The long playing time was a bit of an issue too as it took 3 experienced gamers over 3 hours to play.  Granted it was our first game and there are a lot of rules (even though all relatively simple) but, even still, this was a long game and more players would take longer. Downtime wasn’t too bad but I can imagine it being bigger with more players too.

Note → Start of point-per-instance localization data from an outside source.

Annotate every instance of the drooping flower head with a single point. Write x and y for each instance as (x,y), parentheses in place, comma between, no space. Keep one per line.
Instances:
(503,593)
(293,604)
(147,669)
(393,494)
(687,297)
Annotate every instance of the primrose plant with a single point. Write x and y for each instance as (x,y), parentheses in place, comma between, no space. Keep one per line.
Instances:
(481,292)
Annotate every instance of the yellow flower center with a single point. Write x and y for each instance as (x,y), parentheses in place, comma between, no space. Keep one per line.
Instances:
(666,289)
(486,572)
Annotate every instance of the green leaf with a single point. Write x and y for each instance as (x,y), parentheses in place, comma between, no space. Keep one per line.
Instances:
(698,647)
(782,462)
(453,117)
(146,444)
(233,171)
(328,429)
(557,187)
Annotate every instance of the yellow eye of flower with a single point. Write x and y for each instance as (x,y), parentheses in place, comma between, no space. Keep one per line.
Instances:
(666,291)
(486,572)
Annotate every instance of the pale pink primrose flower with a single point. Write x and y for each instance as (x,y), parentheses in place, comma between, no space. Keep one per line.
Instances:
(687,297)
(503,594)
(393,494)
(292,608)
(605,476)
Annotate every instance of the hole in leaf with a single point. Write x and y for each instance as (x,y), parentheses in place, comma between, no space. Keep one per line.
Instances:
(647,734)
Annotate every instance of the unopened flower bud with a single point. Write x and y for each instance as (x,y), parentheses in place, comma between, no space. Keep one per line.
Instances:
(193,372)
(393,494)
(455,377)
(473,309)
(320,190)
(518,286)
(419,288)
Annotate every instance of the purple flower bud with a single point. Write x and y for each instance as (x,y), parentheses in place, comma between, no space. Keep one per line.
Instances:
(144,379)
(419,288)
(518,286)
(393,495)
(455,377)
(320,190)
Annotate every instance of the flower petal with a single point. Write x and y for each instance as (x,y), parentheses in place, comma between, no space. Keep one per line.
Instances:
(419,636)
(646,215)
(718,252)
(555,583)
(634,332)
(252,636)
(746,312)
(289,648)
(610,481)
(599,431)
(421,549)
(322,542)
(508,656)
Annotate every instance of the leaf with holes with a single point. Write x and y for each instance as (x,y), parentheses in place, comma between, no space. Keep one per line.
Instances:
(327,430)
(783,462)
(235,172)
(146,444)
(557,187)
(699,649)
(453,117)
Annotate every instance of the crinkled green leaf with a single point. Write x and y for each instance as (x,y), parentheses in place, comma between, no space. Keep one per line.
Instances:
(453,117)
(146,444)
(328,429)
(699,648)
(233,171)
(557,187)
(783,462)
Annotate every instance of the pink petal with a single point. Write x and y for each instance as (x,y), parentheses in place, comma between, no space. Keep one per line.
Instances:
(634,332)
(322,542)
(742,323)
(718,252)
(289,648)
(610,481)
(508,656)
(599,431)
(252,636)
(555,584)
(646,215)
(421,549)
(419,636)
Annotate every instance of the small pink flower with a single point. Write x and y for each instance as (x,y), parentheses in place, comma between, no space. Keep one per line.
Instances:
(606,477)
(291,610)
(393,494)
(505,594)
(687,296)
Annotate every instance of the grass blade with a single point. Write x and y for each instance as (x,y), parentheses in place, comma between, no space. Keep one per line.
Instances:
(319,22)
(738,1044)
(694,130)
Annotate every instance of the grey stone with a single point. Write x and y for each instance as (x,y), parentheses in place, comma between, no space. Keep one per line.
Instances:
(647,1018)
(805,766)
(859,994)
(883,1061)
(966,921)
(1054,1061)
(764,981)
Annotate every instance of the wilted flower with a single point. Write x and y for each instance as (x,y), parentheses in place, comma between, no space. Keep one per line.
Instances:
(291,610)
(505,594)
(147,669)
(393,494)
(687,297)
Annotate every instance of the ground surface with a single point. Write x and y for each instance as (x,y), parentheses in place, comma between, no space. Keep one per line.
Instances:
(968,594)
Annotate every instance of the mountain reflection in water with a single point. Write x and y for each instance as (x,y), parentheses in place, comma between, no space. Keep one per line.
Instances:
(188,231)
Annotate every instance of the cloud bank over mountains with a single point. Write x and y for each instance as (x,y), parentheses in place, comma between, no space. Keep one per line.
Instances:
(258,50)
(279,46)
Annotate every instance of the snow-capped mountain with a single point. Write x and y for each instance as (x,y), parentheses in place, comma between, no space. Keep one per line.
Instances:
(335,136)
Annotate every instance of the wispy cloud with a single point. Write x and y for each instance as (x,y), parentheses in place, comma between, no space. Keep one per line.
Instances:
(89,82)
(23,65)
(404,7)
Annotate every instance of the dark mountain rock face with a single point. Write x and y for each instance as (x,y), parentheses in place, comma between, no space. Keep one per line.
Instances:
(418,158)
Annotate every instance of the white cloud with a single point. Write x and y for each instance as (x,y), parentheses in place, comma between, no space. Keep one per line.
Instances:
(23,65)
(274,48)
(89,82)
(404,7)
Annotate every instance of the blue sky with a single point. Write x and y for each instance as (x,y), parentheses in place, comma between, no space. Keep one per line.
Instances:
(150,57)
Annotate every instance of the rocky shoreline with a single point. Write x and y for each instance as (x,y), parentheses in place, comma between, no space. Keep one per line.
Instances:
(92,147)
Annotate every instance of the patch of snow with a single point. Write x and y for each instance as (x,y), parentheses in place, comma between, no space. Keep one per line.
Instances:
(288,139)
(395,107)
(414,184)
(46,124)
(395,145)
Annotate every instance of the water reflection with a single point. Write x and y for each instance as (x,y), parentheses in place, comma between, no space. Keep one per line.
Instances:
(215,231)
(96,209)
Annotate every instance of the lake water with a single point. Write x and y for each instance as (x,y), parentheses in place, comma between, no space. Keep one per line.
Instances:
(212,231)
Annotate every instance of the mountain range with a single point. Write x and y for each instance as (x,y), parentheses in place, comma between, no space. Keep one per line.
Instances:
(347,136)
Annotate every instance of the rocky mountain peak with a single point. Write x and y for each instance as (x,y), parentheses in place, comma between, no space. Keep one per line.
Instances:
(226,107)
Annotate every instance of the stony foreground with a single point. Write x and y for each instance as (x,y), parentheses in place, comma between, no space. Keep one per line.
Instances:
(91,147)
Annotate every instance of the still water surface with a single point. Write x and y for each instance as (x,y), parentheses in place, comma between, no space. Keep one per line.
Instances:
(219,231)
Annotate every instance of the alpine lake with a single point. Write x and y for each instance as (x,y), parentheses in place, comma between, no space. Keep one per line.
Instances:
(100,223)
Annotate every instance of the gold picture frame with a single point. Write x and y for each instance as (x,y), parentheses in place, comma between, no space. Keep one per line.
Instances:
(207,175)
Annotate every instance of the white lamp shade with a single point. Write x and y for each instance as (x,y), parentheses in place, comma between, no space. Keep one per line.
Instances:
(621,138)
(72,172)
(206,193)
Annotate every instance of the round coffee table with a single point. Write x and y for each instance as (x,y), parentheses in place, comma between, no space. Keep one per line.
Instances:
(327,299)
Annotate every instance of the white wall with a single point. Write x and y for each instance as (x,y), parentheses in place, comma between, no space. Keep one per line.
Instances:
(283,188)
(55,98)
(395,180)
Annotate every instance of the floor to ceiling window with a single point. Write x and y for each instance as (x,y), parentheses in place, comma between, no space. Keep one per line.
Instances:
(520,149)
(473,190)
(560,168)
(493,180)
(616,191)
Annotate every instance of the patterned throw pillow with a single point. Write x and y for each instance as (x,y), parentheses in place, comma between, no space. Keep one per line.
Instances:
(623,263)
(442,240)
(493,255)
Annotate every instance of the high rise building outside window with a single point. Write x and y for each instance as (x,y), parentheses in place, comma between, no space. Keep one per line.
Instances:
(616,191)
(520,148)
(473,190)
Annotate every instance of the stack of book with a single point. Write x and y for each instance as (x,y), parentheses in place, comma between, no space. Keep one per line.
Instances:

However, these negatives though do not make Vinhos a bad game at all, just slightly cluttered.  In fact, all 3 of us enjoyed Vinhos a lot and want to play it again as it’s a rich challenging game.  If you want to read the the full rules, visit What’s Your Game’s Vinhos page and read the rules.


[Played with 3 players]

Note: Interestingly, Vinhos and Grand Cru (one of the other wine-making games released around the same time) are very different.  Both  are gamers games (with Grand Cru being slightly simpler) and both require planning plus waiting for those plans to come to fruition; however, the games play very differently indeed

One Response to “Review: Vinhos”

  1. Jacob Says:

    I fully agree with everything you said: tremendous game that could have had those two areas pruned a bit. I tend to not play with the extra costs on the quadrel but I don’t know how I would simply the wine fair.